Car c'est quoi un « ministre de gauche social-démocrate » ?
C'est transformer les systèmes sociaux pour les adapter au monde dans lequel on vit. Ni casser, ni conserver – ce pourrait être une devise – mais transformer, progresser.
Je prends le cas de l'inspection du travail. Vénérable institution centenaire, professionnelle, compétente, convaincue, mais qui a besoin de pouvoirs nouveaux, besoin de compétences accrues, besoin d'une organisation plus collective. L'inspection du travail est restée proche de son organisation d'il y a 100 ans, c'est-à-dire compétente sur un tout petit territoire, sur tous les secteurs et tout le code du travail ; un inspecteur et deux contrôleurs se répartissant les tâches selon la taille des entreprises.

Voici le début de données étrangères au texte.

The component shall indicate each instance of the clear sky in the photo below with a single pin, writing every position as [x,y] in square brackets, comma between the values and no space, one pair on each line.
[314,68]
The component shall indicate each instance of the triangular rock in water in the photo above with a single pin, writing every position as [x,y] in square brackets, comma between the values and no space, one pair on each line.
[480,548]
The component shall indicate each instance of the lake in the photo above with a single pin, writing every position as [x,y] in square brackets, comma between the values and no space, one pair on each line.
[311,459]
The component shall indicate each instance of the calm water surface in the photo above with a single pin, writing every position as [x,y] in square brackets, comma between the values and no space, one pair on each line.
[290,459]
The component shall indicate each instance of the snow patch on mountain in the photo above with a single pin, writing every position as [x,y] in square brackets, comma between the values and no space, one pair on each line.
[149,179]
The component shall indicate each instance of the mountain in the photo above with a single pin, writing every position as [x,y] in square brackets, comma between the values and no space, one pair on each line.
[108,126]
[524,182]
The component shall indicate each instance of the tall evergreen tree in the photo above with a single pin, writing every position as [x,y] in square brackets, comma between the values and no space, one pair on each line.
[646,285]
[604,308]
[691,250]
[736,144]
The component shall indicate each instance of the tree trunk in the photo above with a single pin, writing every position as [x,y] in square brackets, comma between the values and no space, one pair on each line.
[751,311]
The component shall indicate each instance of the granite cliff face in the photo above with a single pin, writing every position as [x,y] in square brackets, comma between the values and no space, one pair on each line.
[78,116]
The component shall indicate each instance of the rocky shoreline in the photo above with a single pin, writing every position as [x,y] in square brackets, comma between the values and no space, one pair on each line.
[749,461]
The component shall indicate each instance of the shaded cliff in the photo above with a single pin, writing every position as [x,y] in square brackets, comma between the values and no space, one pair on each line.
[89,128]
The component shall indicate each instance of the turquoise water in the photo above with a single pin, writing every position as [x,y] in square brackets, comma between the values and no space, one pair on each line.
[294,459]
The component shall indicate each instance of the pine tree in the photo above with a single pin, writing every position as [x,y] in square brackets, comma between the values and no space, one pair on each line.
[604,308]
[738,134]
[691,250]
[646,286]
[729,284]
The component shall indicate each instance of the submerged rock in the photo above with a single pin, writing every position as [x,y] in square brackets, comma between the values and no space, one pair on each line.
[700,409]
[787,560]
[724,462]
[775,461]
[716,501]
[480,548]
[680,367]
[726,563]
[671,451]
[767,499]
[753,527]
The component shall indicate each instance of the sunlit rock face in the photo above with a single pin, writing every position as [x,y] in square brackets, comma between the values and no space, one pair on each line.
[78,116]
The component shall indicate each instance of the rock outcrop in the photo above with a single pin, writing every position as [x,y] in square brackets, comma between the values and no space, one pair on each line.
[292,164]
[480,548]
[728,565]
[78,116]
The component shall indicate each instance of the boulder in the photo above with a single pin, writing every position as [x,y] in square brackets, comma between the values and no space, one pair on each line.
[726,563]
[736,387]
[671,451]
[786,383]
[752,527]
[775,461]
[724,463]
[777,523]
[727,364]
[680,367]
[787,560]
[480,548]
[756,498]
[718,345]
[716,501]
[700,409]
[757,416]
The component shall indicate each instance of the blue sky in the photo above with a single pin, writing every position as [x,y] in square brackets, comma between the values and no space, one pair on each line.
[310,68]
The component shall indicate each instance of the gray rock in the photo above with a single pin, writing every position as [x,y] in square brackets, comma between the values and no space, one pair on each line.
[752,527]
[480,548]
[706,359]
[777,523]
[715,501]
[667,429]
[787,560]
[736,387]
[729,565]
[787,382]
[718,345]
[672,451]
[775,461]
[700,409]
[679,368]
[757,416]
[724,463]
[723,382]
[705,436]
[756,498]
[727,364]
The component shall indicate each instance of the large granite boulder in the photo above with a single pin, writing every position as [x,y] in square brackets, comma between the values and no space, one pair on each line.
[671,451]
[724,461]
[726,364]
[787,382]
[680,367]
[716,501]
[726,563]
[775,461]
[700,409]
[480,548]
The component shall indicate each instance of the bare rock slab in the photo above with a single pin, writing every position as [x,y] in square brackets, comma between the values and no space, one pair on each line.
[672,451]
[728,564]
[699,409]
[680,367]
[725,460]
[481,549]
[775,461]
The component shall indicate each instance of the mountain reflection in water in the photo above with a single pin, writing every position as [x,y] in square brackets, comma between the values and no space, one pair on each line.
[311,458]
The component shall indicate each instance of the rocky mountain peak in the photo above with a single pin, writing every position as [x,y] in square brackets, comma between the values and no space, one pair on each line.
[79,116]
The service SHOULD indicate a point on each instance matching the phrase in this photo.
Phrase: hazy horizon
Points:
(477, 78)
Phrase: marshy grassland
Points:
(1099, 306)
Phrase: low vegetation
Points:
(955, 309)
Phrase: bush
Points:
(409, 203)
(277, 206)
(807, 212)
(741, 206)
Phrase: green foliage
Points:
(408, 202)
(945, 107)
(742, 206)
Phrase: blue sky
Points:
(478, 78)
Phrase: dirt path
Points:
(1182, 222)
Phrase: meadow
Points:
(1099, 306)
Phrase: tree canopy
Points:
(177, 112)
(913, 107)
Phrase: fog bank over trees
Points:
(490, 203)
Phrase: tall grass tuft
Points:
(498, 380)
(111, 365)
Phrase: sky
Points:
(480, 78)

Cette organisation, si elle demeure adaptée pour répondre aux questions de proximité (salaire non payé, accident du travail, plainte d'un délégué, etc.) ne l'est plus pour certaines sujets complexes (amiante et risques graves, détachement illicite, entreprises en réseau, etc.). Ne rien changer, ce serait cela la mise à mort de l'inspection du travail. Je ne pouvais pas l'accepter. Alors, demain, l'inspection du travail aura de nouveaux pouvoirs, ses contrôleurs seront devenus inspecteurs, elle sera capable d'une intervention plus collective, parfois spécialisée.
Qu'est-ce qu'être social-démocrate ? Cela semble la question à la mode en ce début d'année.
Etre social démocrate, c'est faire évoluer la société française vers plus de responsabilités ou une responsabilisation des acteurs eux-mêmes.
Je m'explique. C'est le point commun de la sécurisation de l'emploi, de la réforme de la formation professionnelle et de celle de la démocratie sociale. Prenons la suppression du fameux « 0,9 » : le pourcentage de la masse salariale consacré légalement au plan de formation de l'entreprise. C'est le même choix que de privilégier l'accord collectif – que ce soit pour le maintien dans l'emploi ou pour la conclusion de PSE, dans la loi de sécurisation de l'emploi : croire en la responsabilité des acteurs.
Ici, le pari de la responsabilité prend la forme suivante : la formation d'adaptation au poste de travail appartiendra désormais à chaque entreprise. Chacun sait qu'elle est nécessaire à sa survie. Pour preuve, elle avoisine les 3% de la masse salariale là où l'obligation légale impose 0,9%. Une obligation administrative n'est pas nécessaire. Chacun est face à ses choix. Les fonds mutualisés de la formation professionnelle seront en revanche affectés à des enjeux plus difficiles et pour lesquels l'intervention de l'Etat est nécessaire. Former n'est pas une obligation, c'est un investissement et une responsabilité !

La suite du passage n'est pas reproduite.